Course au NPD : entre indifférence et inconfort
PolitiqueChronique de Chantal Hébert

Course au NPD : entre indifférence et inconfort

Qui succédera à Thomas Mulcair à la direction du NPD ? Difficile à dire, puisque aucun des candidats ne semble susciter l’enthousiasme.

Selon les sondages, la course à la succession de Thomas Mulcair à la direction du NPD se déroule dans l’indifférence générale au Québec. À la fin de l’été, 80 % des répondants ont dit à Léger que leur cœur ne penchait pour aucun des quatre candidats en lice.

Le sondage, mené pour le compte du Devoir, du Globe and Mail et de la Gazette, confirmait que le prochain chef aurait fort à faire pour atteindre le score de 25 % obtenu au Québec lors des élections fédérales de 2015.

Avec 16 % d’appuis, le député de Rimouski-Neigette–Témiscouata–Les Basques, Guy Caron, seul Québécois dans les rangs, faisait un peu meilleure figure que ses trois rivaux. On est cependant loin du seuil de la zone payante à partir de laquelle les appuis d’un parti se traduisent en sièges à la Chambre des communes.

Lors de la course à la succession de Jack Layton, en 2012, Thomas Mulcair était le grand favori des néo-démocrates québécois. Cette fois-ci, les avis sont nettement plus partagés.

Guy Caron : La force de cet économiste de formation, c’est une facilité certaine à parler de politiques complexes en des termes accessibles à tout le monde, et ce, en français comme en anglais. Dans un débat des chefs contre le conservateur Andrew Scheer et le premier ministre Justin Trudeau, il ne ferait pas honte à son parti. Sa maîtrise des dossiers rappelle le studieux Gilles Duceppe. Par contre, on l’imagine mal soulevant les foules dans un rassemblement politique. C’est le plus cartésien des candidats en lice.

Niki Ashton : Si la députée manitobaine devenait leader du parti, elle aurait plus d’atomes crochus avec Québec solidaire qu’avec une femme de pouvoir comme la première ministre albertaine, Rachel Notley. Dans cette course, Mme Ashton est la porte-étendard de la gauche citoyenne et l’apôtre d’un virage à gauche, quitte à éloigner encore davantage le NPD du pouvoir. Parmi les candidats, c’est celle qui incarne le plus une rupture par rapport aux années Mulcair.

Charlie Angus : Élu pour la première fois en 2004, le député nord-ontarien Charlie Angus est le vétéran de la course et le candidat d’une certaine continuité. Proche des milieux syndicaux, cet ex-rockeur punk qui a, comme auteur, sept livres à son actif a récolté l’appui de l’ancien président du Congrès du travail du Canada Ken Georgetti. Le célèbre écologiste canadien David Suzuki s’est également rallié à sa candidature. Si Charlie Angus l’emportait, ce serait la première fois que l’un des principaux partis fédéraux serait dirigé par un chef issu du milieu culturel.

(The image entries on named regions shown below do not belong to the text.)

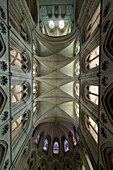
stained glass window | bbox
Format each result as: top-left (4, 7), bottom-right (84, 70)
top-left (43, 139), bottom-right (49, 152)
top-left (35, 135), bottom-right (40, 145)
top-left (64, 140), bottom-right (69, 152)
top-left (53, 141), bottom-right (59, 154)
top-left (72, 136), bottom-right (77, 146)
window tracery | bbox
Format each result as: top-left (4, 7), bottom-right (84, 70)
top-left (53, 140), bottom-right (59, 154)
top-left (75, 62), bottom-right (80, 76)
top-left (75, 38), bottom-right (80, 55)
top-left (85, 4), bottom-right (100, 41)
top-left (0, 144), bottom-right (5, 165)
top-left (75, 103), bottom-right (79, 118)
top-left (10, 48), bottom-right (29, 72)
top-left (72, 136), bottom-right (77, 146)
top-left (85, 46), bottom-right (99, 70)
top-left (35, 134), bottom-right (40, 145)
top-left (43, 139), bottom-right (49, 152)
top-left (86, 85), bottom-right (98, 105)
top-left (86, 115), bottom-right (98, 143)
top-left (12, 112), bottom-right (29, 140)
top-left (11, 83), bottom-right (29, 103)
top-left (64, 139), bottom-right (69, 153)
top-left (75, 83), bottom-right (79, 96)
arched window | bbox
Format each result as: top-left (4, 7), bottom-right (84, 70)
top-left (87, 85), bottom-right (98, 105)
top-left (37, 160), bottom-right (47, 170)
top-left (75, 62), bottom-right (80, 76)
top-left (85, 46), bottom-right (99, 70)
top-left (11, 83), bottom-right (29, 103)
top-left (64, 139), bottom-right (69, 153)
top-left (86, 116), bottom-right (98, 142)
top-left (65, 162), bottom-right (72, 170)
top-left (85, 152), bottom-right (94, 170)
top-left (12, 112), bottom-right (29, 139)
top-left (85, 4), bottom-right (100, 40)
top-left (0, 144), bottom-right (5, 165)
top-left (75, 38), bottom-right (80, 55)
top-left (75, 83), bottom-right (79, 96)
top-left (75, 103), bottom-right (79, 117)
top-left (72, 136), bottom-right (77, 146)
top-left (10, 48), bottom-right (29, 72)
top-left (35, 134), bottom-right (40, 145)
top-left (53, 141), bottom-right (59, 154)
top-left (43, 139), bottom-right (49, 152)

Jagmeet Singh : Sur les quatre candidats, ce député provincial ontarien est le seul à ne pas avoir été recruté en politique par Jack Layton et à n’avoir jamais siégé à la Chambre des communes. C’est également le personnage le plus polarisant de la course.

Au Québec, l’idée de faire campagne avec un chef sikh qui porte kirpan et turban suscite des inquiétudes. Des députés et des ex-élus néo-démocrates prédisent ouvertement qu’avec M. Singh à sa tête, le parti va se heurter à un mur au Québec en 2019.

Lors de l’unique débat en français de la campagne, à la fin août à Montréal, le candidat Singh a invité l’auditoire à faire abstraction de son turban et de sa barbe pour se concentrer sur ses paroles. Mais rien n’empêche que ce qui fait le charme de sa candidature aux yeux de ses partisans, ce n’est pas tant la force de ses idées — qui ne s’écartent guère des sentiers battus néo-démocrates —, mais plutôt son profil, susceptible d’attirer davantage les communautés culturelles sous la tente du parti. Dans une course plutôt terne, Jagmeet Singh remporte aisément la palme du charisme.

Le NPD est le seul parti fédéral à choisir ses chefs au suffrage universel des membres, sans la moindre pondération des votes par région ou par circonscription. Sur les 124 000 membres qui éliront le successeur de Thomas Mulcair, moins de 5 000 sont québécois, soit 4 % du total. C’est presque trois fois moins que lors de la succession de Jack Layton, en 2012. Dans le résultat de la course néo-démocrate, l’Ontario pèsera 10 fois plus lourd que le Québec. La victoire au leadership ne passe pas forcément par une bonne performance en territoire québécois.